This keto Oreo Mug Cake is basically what would happen if an Oreo and a piece of cake made a baby. It’s made in the microwave in less than 5 minutes, and the whole thing has less than 3 net carbs.
1 Tablespoon (14g) melted butter
1 Teaspoon (4g) coconut oil
½ Tablespoon (7g) almond milk
3 Heaping Tbsps (30g) Confectioner’s Swerve
Pinch of salt
1/2 Tbsp (7g) melted butter
1 large egg
¼ Teaspoon (1g) vanilla extract
¼ Cup (28g) almond flour
2 Heaping tablespoons (20g) Confectioners Swerve
1 Tablespoon (5g) unsweetened dark cocoa powder
½ Teaspoon (2g) baking powder
Pinch of salt
Add all of the cream filling ingredients to a small dish and mix until combined.
Once combined set that small dish aside, and start working on the cake.
In a large measuring cup add all of the cake ingredients, and mix until thick/combined.
Now coat an 8oz. ramekin with baking spray, and pour the cake batter into it.
Cook in the microwave for 30 seconds, check on it and cook for another 15-ish seconds.
You want the cake to be slightly underdone – it will finish cooking as it cools.
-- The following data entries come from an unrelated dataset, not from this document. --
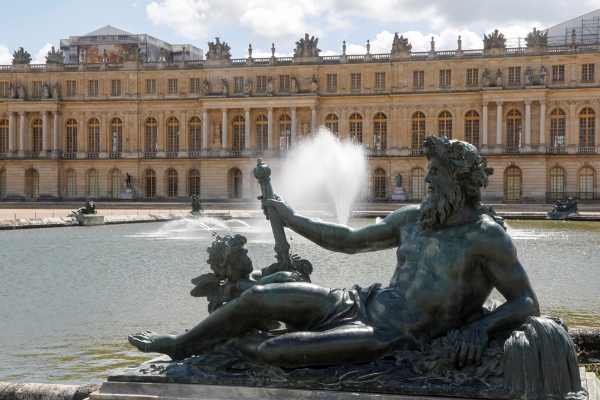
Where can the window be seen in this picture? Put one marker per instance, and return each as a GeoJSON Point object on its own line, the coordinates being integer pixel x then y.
{"type": "Point", "coordinates": [355, 81]}
{"type": "Point", "coordinates": [239, 133]}
{"type": "Point", "coordinates": [172, 86]}
{"type": "Point", "coordinates": [472, 127]}
{"type": "Point", "coordinates": [93, 88]}
{"type": "Point", "coordinates": [380, 132]}
{"type": "Point", "coordinates": [262, 135]}
{"type": "Point", "coordinates": [284, 83]}
{"type": "Point", "coordinates": [115, 87]}
{"type": "Point", "coordinates": [195, 85]}
{"type": "Point", "coordinates": [418, 78]}
{"type": "Point", "coordinates": [587, 72]}
{"type": "Point", "coordinates": [445, 77]}
{"type": "Point", "coordinates": [557, 128]}
{"type": "Point", "coordinates": [513, 183]}
{"type": "Point", "coordinates": [194, 182]}
{"type": "Point", "coordinates": [586, 183]}
{"type": "Point", "coordinates": [558, 73]}
{"type": "Point", "coordinates": [472, 76]}
{"type": "Point", "coordinates": [586, 127]}
{"type": "Point", "coordinates": [379, 184]}
{"type": "Point", "coordinates": [356, 127]}
{"type": "Point", "coordinates": [116, 135]}
{"type": "Point", "coordinates": [71, 136]}
{"type": "Point", "coordinates": [261, 83]}
{"type": "Point", "coordinates": [71, 88]}
{"type": "Point", "coordinates": [150, 180]}
{"type": "Point", "coordinates": [418, 130]}
{"type": "Point", "coordinates": [94, 135]}
{"type": "Point", "coordinates": [513, 130]}
{"type": "Point", "coordinates": [172, 184]}
{"type": "Point", "coordinates": [331, 123]}
{"type": "Point", "coordinates": [195, 127]}
{"type": "Point", "coordinates": [514, 74]}
{"type": "Point", "coordinates": [445, 124]}
{"type": "Point", "coordinates": [331, 81]}
{"type": "Point", "coordinates": [238, 83]}
{"type": "Point", "coordinates": [150, 86]}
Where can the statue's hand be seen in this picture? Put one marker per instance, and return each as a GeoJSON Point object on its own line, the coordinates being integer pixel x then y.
{"type": "Point", "coordinates": [470, 345]}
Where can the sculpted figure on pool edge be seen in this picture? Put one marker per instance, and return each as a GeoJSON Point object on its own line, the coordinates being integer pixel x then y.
{"type": "Point", "coordinates": [452, 252]}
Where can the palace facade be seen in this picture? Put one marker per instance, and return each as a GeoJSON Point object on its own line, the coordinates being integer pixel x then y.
{"type": "Point", "coordinates": [197, 126]}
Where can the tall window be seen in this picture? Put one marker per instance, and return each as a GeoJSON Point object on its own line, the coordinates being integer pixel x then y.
{"type": "Point", "coordinates": [586, 127]}
{"type": "Point", "coordinates": [172, 135]}
{"type": "Point", "coordinates": [379, 184]}
{"type": "Point", "coordinates": [151, 135]}
{"type": "Point", "coordinates": [586, 183]}
{"type": "Point", "coordinates": [194, 182]}
{"type": "Point", "coordinates": [557, 183]}
{"type": "Point", "coordinates": [445, 124]}
{"type": "Point", "coordinates": [262, 133]}
{"type": "Point", "coordinates": [93, 179]}
{"type": "Point", "coordinates": [239, 133]}
{"type": "Point", "coordinates": [380, 131]}
{"type": "Point", "coordinates": [195, 126]}
{"type": "Point", "coordinates": [331, 123]}
{"type": "Point", "coordinates": [418, 130]}
{"type": "Point", "coordinates": [417, 183]}
{"type": "Point", "coordinates": [71, 135]}
{"type": "Point", "coordinates": [472, 127]}
{"type": "Point", "coordinates": [356, 127]}
{"type": "Point", "coordinates": [37, 135]}
{"type": "Point", "coordinates": [172, 184]}
{"type": "Point", "coordinates": [513, 183]}
{"type": "Point", "coordinates": [557, 128]}
{"type": "Point", "coordinates": [150, 180]}
{"type": "Point", "coordinates": [93, 135]}
{"type": "Point", "coordinates": [513, 129]}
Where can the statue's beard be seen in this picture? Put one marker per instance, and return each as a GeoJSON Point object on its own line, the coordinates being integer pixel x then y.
{"type": "Point", "coordinates": [438, 205]}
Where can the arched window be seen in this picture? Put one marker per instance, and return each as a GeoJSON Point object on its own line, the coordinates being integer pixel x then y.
{"type": "Point", "coordinates": [379, 184]}
{"type": "Point", "coordinates": [195, 126]}
{"type": "Point", "coordinates": [356, 127]}
{"type": "Point", "coordinates": [262, 132]}
{"type": "Point", "coordinates": [37, 136]}
{"type": "Point", "coordinates": [380, 132]}
{"type": "Point", "coordinates": [3, 135]}
{"type": "Point", "coordinates": [71, 191]}
{"type": "Point", "coordinates": [557, 128]}
{"type": "Point", "coordinates": [116, 135]}
{"type": "Point", "coordinates": [71, 135]}
{"type": "Point", "coordinates": [331, 123]}
{"type": "Point", "coordinates": [285, 132]}
{"type": "Point", "coordinates": [151, 139]}
{"type": "Point", "coordinates": [586, 183]}
{"type": "Point", "coordinates": [472, 127]}
{"type": "Point", "coordinates": [417, 183]}
{"type": "Point", "coordinates": [418, 130]}
{"type": "Point", "coordinates": [513, 130]}
{"type": "Point", "coordinates": [239, 133]}
{"type": "Point", "coordinates": [445, 124]}
{"type": "Point", "coordinates": [172, 184]}
{"type": "Point", "coordinates": [93, 135]}
{"type": "Point", "coordinates": [586, 127]}
{"type": "Point", "coordinates": [115, 184]}
{"type": "Point", "coordinates": [557, 183]}
{"type": "Point", "coordinates": [194, 182]}
{"type": "Point", "coordinates": [150, 181]}
{"type": "Point", "coordinates": [513, 183]}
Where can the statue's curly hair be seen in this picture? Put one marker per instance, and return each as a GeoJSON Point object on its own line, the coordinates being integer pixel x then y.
{"type": "Point", "coordinates": [220, 249]}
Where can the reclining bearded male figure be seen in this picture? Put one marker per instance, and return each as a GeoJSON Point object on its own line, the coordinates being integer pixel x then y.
{"type": "Point", "coordinates": [452, 252]}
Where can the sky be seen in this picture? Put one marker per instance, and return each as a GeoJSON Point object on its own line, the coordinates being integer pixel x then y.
{"type": "Point", "coordinates": [36, 25]}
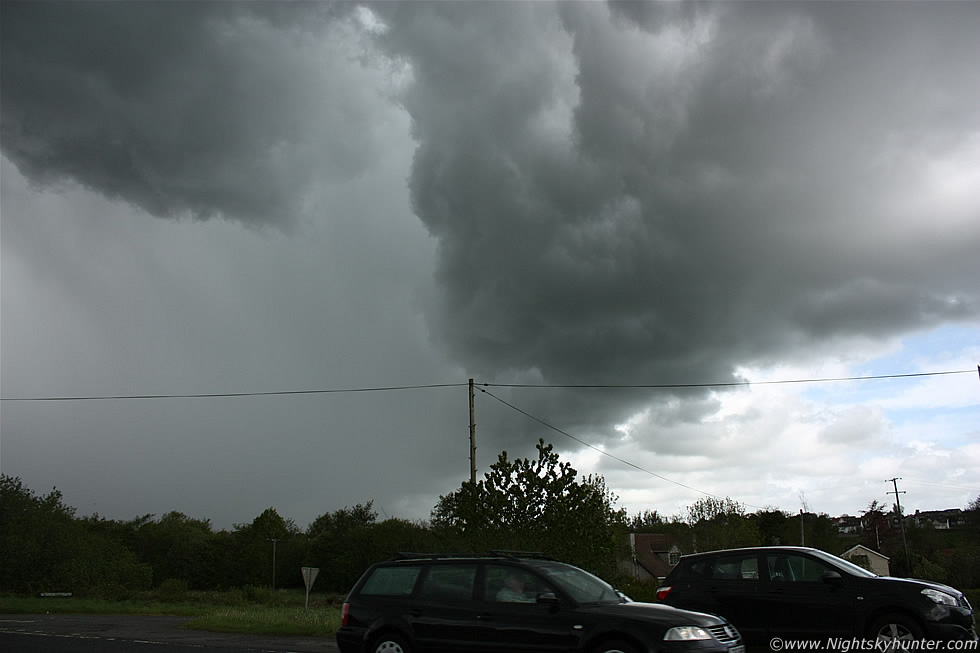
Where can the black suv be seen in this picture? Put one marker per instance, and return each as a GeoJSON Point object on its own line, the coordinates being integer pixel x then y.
{"type": "Point", "coordinates": [803, 593]}
{"type": "Point", "coordinates": [512, 602]}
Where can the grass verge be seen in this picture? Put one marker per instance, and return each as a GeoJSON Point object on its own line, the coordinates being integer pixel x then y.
{"type": "Point", "coordinates": [279, 613]}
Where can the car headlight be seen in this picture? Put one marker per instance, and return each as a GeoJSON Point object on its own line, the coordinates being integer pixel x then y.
{"type": "Point", "coordinates": [686, 633]}
{"type": "Point", "coordinates": [941, 598]}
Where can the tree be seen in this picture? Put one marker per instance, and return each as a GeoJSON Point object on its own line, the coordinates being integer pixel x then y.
{"type": "Point", "coordinates": [44, 548]}
{"type": "Point", "coordinates": [771, 524]}
{"type": "Point", "coordinates": [720, 524]}
{"type": "Point", "coordinates": [540, 505]}
{"type": "Point", "coordinates": [264, 550]}
{"type": "Point", "coordinates": [179, 547]}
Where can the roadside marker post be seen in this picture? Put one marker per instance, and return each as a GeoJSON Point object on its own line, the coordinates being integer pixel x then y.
{"type": "Point", "coordinates": [309, 575]}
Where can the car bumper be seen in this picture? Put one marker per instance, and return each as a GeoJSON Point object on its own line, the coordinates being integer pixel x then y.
{"type": "Point", "coordinates": [350, 640]}
{"type": "Point", "coordinates": [948, 632]}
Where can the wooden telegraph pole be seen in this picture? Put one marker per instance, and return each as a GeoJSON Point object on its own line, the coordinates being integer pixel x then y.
{"type": "Point", "coordinates": [472, 438]}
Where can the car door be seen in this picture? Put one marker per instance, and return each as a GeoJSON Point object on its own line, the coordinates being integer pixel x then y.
{"type": "Point", "coordinates": [521, 612]}
{"type": "Point", "coordinates": [807, 598]}
{"type": "Point", "coordinates": [730, 587]}
{"type": "Point", "coordinates": [443, 613]}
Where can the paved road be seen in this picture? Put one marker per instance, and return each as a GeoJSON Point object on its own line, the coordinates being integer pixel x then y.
{"type": "Point", "coordinates": [56, 633]}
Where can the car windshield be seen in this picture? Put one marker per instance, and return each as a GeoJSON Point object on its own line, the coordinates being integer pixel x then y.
{"type": "Point", "coordinates": [582, 586]}
{"type": "Point", "coordinates": [844, 565]}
Once the cake cools, cut it in half, and invert the cake – you want the inside part to be the top and bottom of it.
Add the cream filling to the bottom part of the cake, and then add the top to it.
*** COOKING IN THE OVEN ***
Cook in the oven at 350 F. for around 10-15 minutes.
Once you can insert a toothpick into the middle of it, and remove it clean, it’s done.